NORBERT THE CAT

Back in 2002, my oldest daughter, 17 at the time, brought home a little ball of fur, a long-haired kitten that she named Sugar. Sugar became an outdoor cat, and when she was a year old, I suggested that she should be spayed. But my wife got the idea that we should let Sugar have a litter of kittens so our daughters could see the miracle of childbirth. She had a cat when she was a young girl, and she assured me the first litter usually consisted of only one or two kittens.

So Sugar had her first litter, of SEVEN cute tiny kitties. We discussed the obvious, how many to keep. I voted for one, the only male (since I was already out-womaned four-to-one). I won that argument, too; we gave away five and kept two, the male which I named Norbert and the female runt of the litter, named Cookie (are you seeing a pattern here?). So now it was five females versus two males, me and Norbert, an orange tabby.

Being the only two guys in the house, Norbert and I became best friends. I worked from home, and he spent a lot of time in my office, sleeping near my desk. I could tell him my deepest, darkest secrets and he just listened and smiled the most endearing kitty smile…true unconditional love. He often slept on the bed at night, positioned between my legs. Many mornings I woke up with one or both legs asleep.

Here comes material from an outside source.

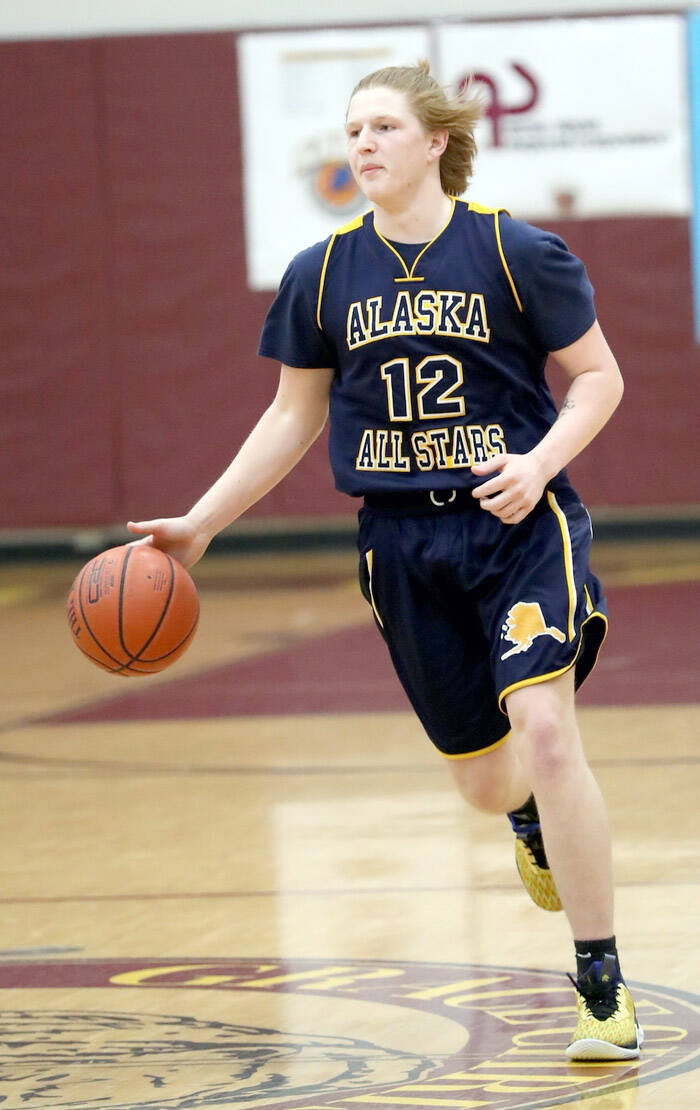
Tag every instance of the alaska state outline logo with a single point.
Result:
(189, 1033)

When Norbert was about a year old, I went on a business trip. When I got home that Friday night, Norbert didn’t come rushing out to meet me like usual. The ladies were strangely quiet at the dinner table. I asked where my buddy Norbert was, and finally my wife admitted that while I was gone she had taken him to the vet for the old snip-snip. When she told me at the dinner table, my first inclination was to pass out. My second inclination was to get angry, since when I had requested that Sugar should be spayed, I was ignored.  With poor Norbert, the conversation never even came up, just hippity-hop off to the vet first time I was away. Then the guilt hit. I couldn’t look poor Norbert in the eye for at least two weeks.

We lived in the country at the time, and Norbert became an outdoors cat. He took great joy in catching chipmunks, taking them onto the cement pad in the driveway, turning them loose and pouncing on them when they tried to run away. He never killed or ate them, just played with them. One time he was carrying one up the hill towards me, holding it by the tail, when it swung up and bit him on the nose. He let that one get away. He used to catch baby moles too, but they must have been tasty, because he always ate them.

When I had to go on a business trip for a week, he would shun me for a couple of days when I came home, as a display of his disapproval at my abandoning him. One time I went on a two-week business trip to Europe, and he was especially unhappy when I returned. This time he expressed his disapproval a little differently. The night after I returned from the trip, I brushed my teeth and went to bed, to find a pile of cat poop on my pillow. Not on my wife’s pillow, not anywhere else in the bed, but smack dab in the center of my pillow.

Anyone who says cats aren’t smarter than people has never been owned by one.

Watching the cat family, Sugar the mom, Norbert and his little sister Cookie interact was way better than TV. The story was always the same, Norbert, the larger of the two, would tackle Cookie, flip her on her back and nip her on the belly. She would yelp and mamma Sugar would come running and swipe Norbert on the nose, claws out, sending him packing. Once in a while Cookie would get in a lick or two, and on two occasions she left one of her canine teeth imbedded in Norbert’s chin.

I lost Norbert several years ago when my wife and I went to Florida for a week of vacation and left the cats in the care of a local veterinarian. Three days into our trip, we got a phone call that Sugar was dead, Norbert was very ill and Cookie was sick too. We drove all the way home, and when we arrived Norbert was too far gone to be saved. I went home, got his bed so he’d have something familiar, put him in it and held him on my lap while the vet put him to sleep.

That is one of the hardest things that I have ever done, watching my best buddy move on to kitty Heaven. It’s been several years, and I still think about him and miss him, especially his sweet kitty smile.